Three critical aspects of crane safety
Crane operations are highly complex. Working with heavy industrial machinery in demanding and hazardous environments requires exceptional attention to safety… and here at Two Way Cranes, we leave nothing to chance.
Michael Biviano, Work Health and Safety (WHS) Manager, discusses three of the most critical aspects of crane safety and how Two Way Cranes mitigates risk.
Operator competency is the first and most important factor that affects safe crane operation.
In Australia, you can complete a week-long course and earn yourself a crane ticket or you can attend TAFE and obtain Certificate III in Construction Crane Operations.

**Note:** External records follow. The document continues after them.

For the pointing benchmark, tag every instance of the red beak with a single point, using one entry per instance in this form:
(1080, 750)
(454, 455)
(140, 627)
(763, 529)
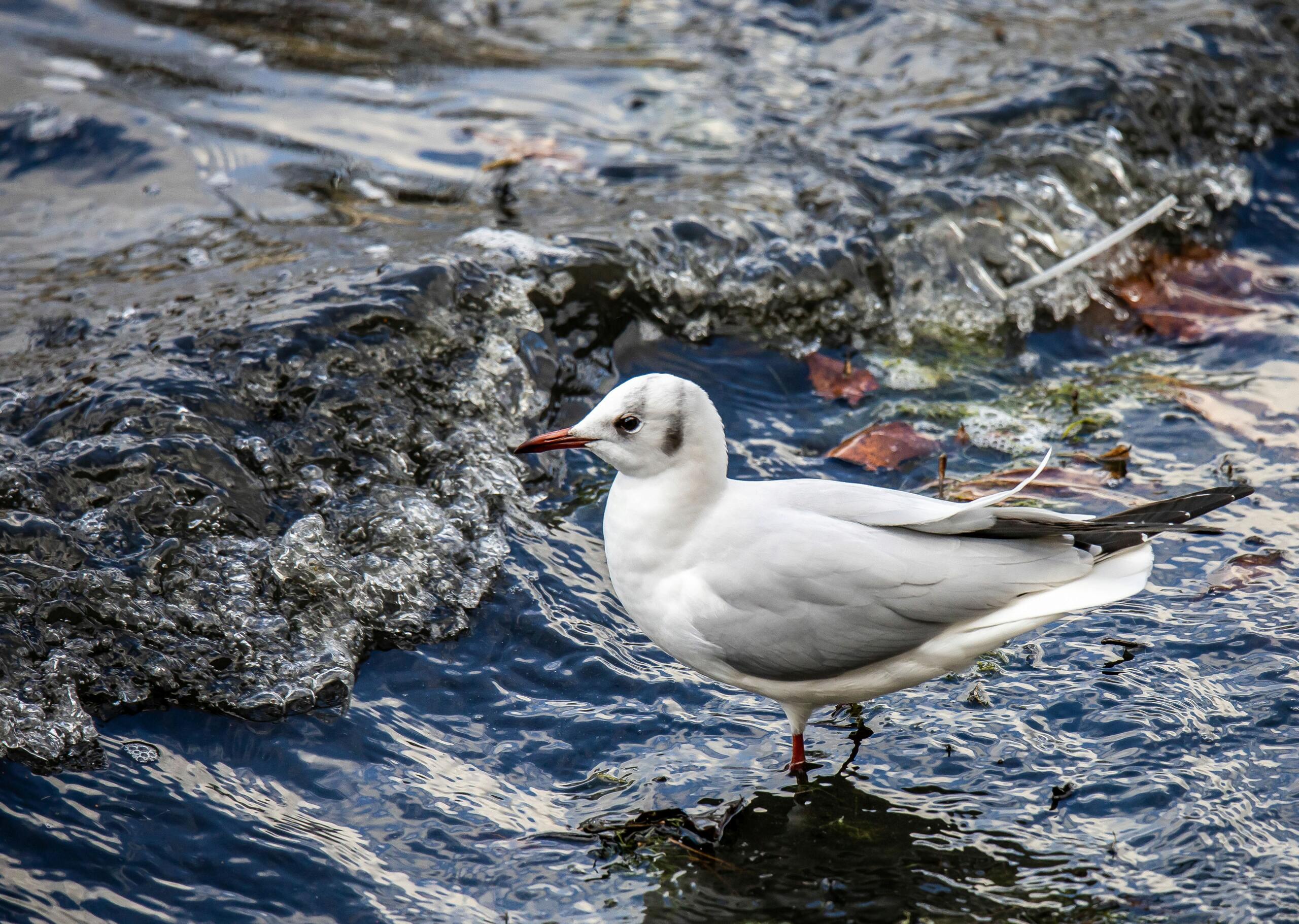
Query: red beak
(556, 439)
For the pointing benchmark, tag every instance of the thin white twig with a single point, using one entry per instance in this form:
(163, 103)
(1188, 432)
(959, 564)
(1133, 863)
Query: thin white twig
(1094, 250)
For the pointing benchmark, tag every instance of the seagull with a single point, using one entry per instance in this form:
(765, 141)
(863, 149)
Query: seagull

You can secure many different licence classes, but it all comes down to your experience. Michael explains,
“In our industry competency is a major issue. Like with any job, it’s possible for someone to make claims on their application about what they’ve done or their level of experience, but when push comes to shove – you can quite obviously see if they aren’t familiar with rigging gear or the cranes.
It comes down to the processes that a company has internally to verify the competency of each employee. Before allocating any employee to go anywhere near a crane, we must make sure that person has the right level of knowledge, skill and experience.”
An integral part of Two Way’s internal operator verification process is CrewSafe. This is an industry recognised system overseen by the Crane Industry Council of Australia (CICA). Michael expands on the system and how we utilise it:
“We understand the implicit need for verification of competency. In addition to our internal processes, we have also implemented an industry level verification process. These are impartial assessments of each individual per crane per model which include video documentation of all activities. Each operator has a unique ID number and all crane operation activities during this process are registered against this ID.
The CrewSafe verification process has specific criteria that each operator needs to meet as set out by CICA. Once each assessment is completed and recorded, the documented evidence is saved on the system as a ‘resume’ of the operator’s crane specific experience.”
We also have robust internal procedures for determining an operator’s knowledge and competency. Michael continues,
“We make sure that our team understands the importance of following the manufacturer’s guidelines for each separate model.
It doesn’t matter how much experience you’ve had in one crane; you could jump into another and not know the functions… you have to start with the basics – training, assessment and reading the manual!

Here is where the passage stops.